Night 2/Day 3: Hazel Creek/Forney Creek Loop.

Planned itinerary: “an easy 12.3-mile cruise east on the Lakeshore Trail.”

Hazel Creek/Forney Creek Map

We woke up in the middle of the night to the pitter patter of rain on the tent. This was our first experience using the tent in rain, so we clicked on a light to make sure we weren’t getting any rain inside. There was a small pool starting to form on Bill’s side of the tent, so we looked around for other signs of leaks.  As I was searching, I noticed some clips on the four corners of the tent, which attached to a loop on the “bath tub”. Oh, we should have attached those earlier, as it helped lift up the sides of the bath tub to prevent water from entering the tent. Duh. Our lack of experience showed a bit, but we were lucky. Thankfully there were no other wet spots, and we could get back to sleep mostly confident that our tent would keep us dry through the night.

I had a bit of difficulty falling back to sleep. Not because of the rain, but because my whole body ached from our hike so far. I could not believe we still had 3 more days to go. And long ones at that!


This snail was on the outside of the tent when we woke up!

By morning, the rain had stopped, so we got up and started our morning chores. Bill pulled down the bear bag and searched for any dry fuel he could find for making breakfast, while I packed up our sleeping kits. We enjoyed some hot oatmeal with dried strawberries and bananas with a cup of vanilla chai on the side. We were fueled and ready to go, looking forward to our “easy cruise.” I put on my Vivos again; just the thought of putting on my Lunas made my feet hurt. I knew we didn’t have a lot of river crossings today, so these would probably do just fine.

We initially left camp by turning right, which took us along the shores of Fontana lake, where the water was crystal clear and we could see hundreds of trout swimming around. I’m not a fisherman, but I’m pretty sure I could have caught something there. We  also spotted a small snake and heard what I’m presuming was the call of an elk, or some other large mammal. We quickly realized that we had gone the wrong way out of camp, because the trail ended. Whoops. We backtracked to the sign that had directed us to the campsite, and realized that we needed to go in the opposite direction.

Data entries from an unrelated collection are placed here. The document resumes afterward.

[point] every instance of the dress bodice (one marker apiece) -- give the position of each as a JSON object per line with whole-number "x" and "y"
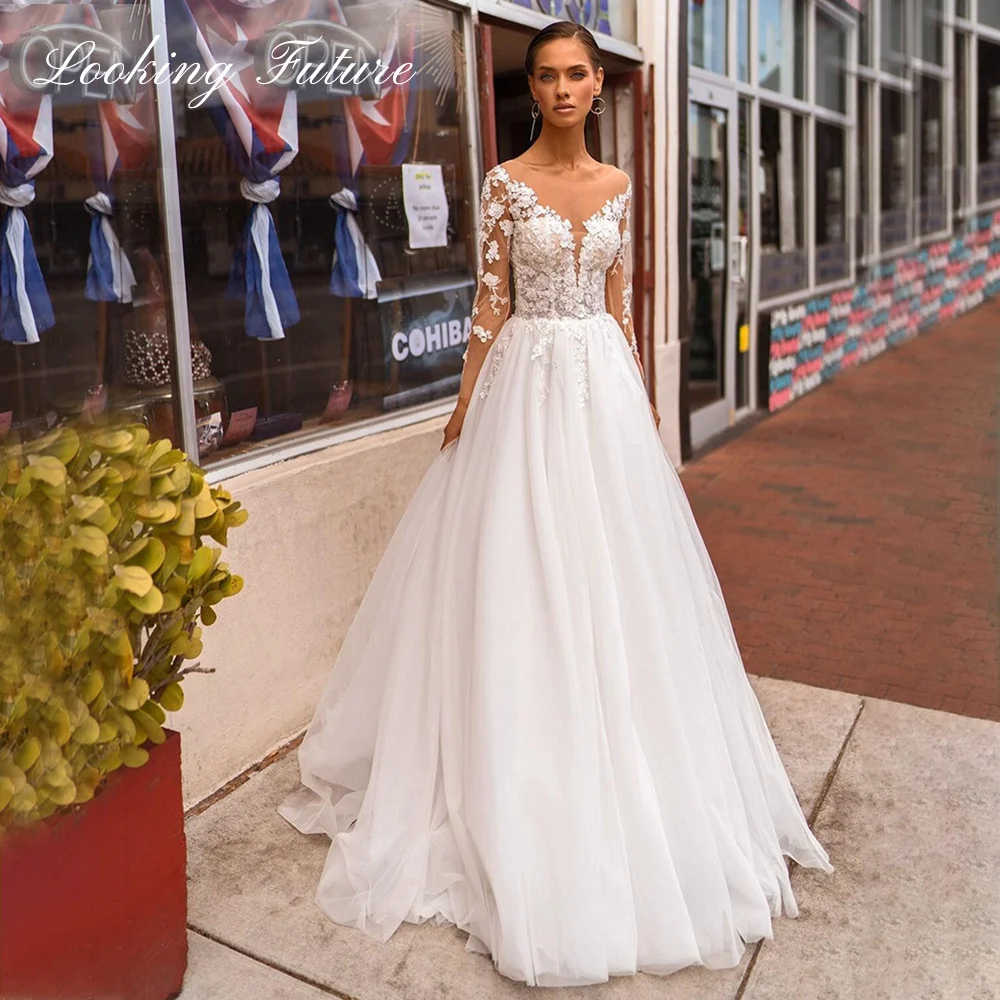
{"x": 566, "y": 265}
{"x": 556, "y": 271}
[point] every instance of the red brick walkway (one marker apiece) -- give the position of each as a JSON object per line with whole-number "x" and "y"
{"x": 855, "y": 533}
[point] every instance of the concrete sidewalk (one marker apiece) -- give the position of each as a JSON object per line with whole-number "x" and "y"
{"x": 855, "y": 533}
{"x": 905, "y": 799}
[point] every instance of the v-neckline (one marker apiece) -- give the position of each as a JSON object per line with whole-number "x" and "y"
{"x": 578, "y": 246}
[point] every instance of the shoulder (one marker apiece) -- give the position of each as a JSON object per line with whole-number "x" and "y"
{"x": 620, "y": 181}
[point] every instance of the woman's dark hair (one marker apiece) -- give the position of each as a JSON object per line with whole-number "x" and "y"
{"x": 562, "y": 29}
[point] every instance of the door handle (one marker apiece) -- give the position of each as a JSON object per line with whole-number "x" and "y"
{"x": 740, "y": 244}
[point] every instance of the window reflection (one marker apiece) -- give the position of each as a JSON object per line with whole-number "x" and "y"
{"x": 784, "y": 263}
{"x": 895, "y": 157}
{"x": 831, "y": 63}
{"x": 83, "y": 329}
{"x": 319, "y": 291}
{"x": 707, "y": 34}
{"x": 832, "y": 261}
{"x": 780, "y": 41}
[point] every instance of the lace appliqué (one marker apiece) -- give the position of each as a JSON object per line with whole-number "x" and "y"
{"x": 541, "y": 354}
{"x": 556, "y": 279}
{"x": 499, "y": 350}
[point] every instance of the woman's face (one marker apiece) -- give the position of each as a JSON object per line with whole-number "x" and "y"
{"x": 564, "y": 82}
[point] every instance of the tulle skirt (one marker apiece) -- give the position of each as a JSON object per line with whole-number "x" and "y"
{"x": 539, "y": 727}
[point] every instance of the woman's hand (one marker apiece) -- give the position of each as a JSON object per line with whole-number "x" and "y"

At that crossroads, we saw our first real hiker since we left the AT. There was a man stopped at the sign, who had been backpacking with a few others who were on the other side of the bridge at that point. He told us that they had come from campsite 81, pointing in that direction. That’s the direction we needed to go, so we got to it!


We were barely 25 yards into the real hike, when Bill got a sharp pain in his foot. We stopped, he adjusted his shoes a little, but I could tell he was in pain. He was limping along, and we were moving at a snail’s pace. This was not good. It’s a good thing today was going to be easy. Easy? Yeah. Right. The “gentle roller coaster” was, to us, more challenging than the sharp downhills and stream crossings we had completed on day one. And we need to do this for 12.3 miles? Just great.

It took us several hours to get to site 81, which I guessed was about 4 miles from where we had spent the night. We were ready for a break, so we stopped there for lunch, to bathe, and to wash our clothes. It was a beautiful day, probably nearing 80, and we hadn’t seen any other hikers on the trail so we figured it was as good a spot as any to strip down and freshen up!

After lunch, we were refreshed and ready to tackle the next 8 miles of our journey. Bill’s pain came and went (he’s a tough one, so I couldn’t really tell when he was really hurting or not), and my feet started to hurt again. All this walking in barefoot shoes with little training was catching up to me.

We crossed paths with a couple on the trail- only our second set of hikers since we’d left the AT- smiling and saying hello, but not stopping to chat, since we knew we had a ways to go before the day was done. Time was ticking by, and these miles just felt SO LONG. How come we hadn’t passed the next campsite yet?

Bill and I started talking about a plan B for the night: we could stop at site 77, camp there for the night, and then play catch up the next day. I was a little hesitant to stray from our itinerary (after all, that’s what we told the ranger), but by the time we reached site 77, I knew we needed to stop. We were exhausted and it was late in the afternoon. If we rested here for a little and then kept up this pace for the last 4 miles, we’d probably roll in to camp as sun was setting, which is not what we wanted to do. We figured it was in our best interest to take a “short” day (8 miles), recover, and hit the trail hard the next day.

The campsite was empty, with the exception of two XL cotton tee shirts sitting in the fire ring- signs that someone had been here recently. Other than that evidence of humanity, this camp really felt like we were in the wilderness. We were certainly OUT THERE, and it felt both freeing and scary at the same time.

Since we were in camp fairly early and it had been dry all day, we gathered up plenty of firewood and made a real fire! Camp fires may be my favorite part of camping. They just make the whole experience feel real.


We sat by the fire and ate some Backpacker’s Pantry Veggies in Peanut Sauce, which I found to be quite tasty, but quite messy. As I opened the peanut butter packets inside (which were Peanut Butter and Co, by the way!) I had a mini freak out in my head wondering if bears like peanut butter as much as dogs do. I don’t know the answer to that, nor do I want to find out! So I made sure to be as neat as possible, but still ended up with stickiness and peanut butter on my hands. Multiple trips to the stream to wash off were necessary!

campfire site 77

We wrapped up dinner, and just relaxed by the fire before heading to the tent for bed.

It was dusk at this point, and off in the distance we heard an owl, and then some other bird that squawked for so long that we questioned whether it actually was a real bird. We weren’t as beat up as we had been the first two nights, so we actually were awake when it finally got dark out. We were just taking in the vastness of the forest around us when we heard a loud rustle not far from our tent. Both of us stiffened up. What was that?

Bill can make this incredibly realistic barking sound, so he barked a few times and then we sat and waited. He barked some more, and you could hear it echo a little in the distance. Dear God I hope this is just in our heads because we are way the heck out here…

We shined the light out into the distance and saw the last few sparks from our camp fire surrounded by darkness. We turned off the light and sat in stillness, looking out into the night. When our eyes had adjusted back, we saw a little flash of light off to the left, and then again off to the right, and then out front of the tent. There were fireflies! They certainly weren’t the thing that had made the rustle we had both heard, but they lightened the mood a little.

Bill barked again, cutting the stillness, still on high alert. I convinced myself that he had scared whatever it was away, and let myself fall asleep. Hopefully we’d be left alone for the night.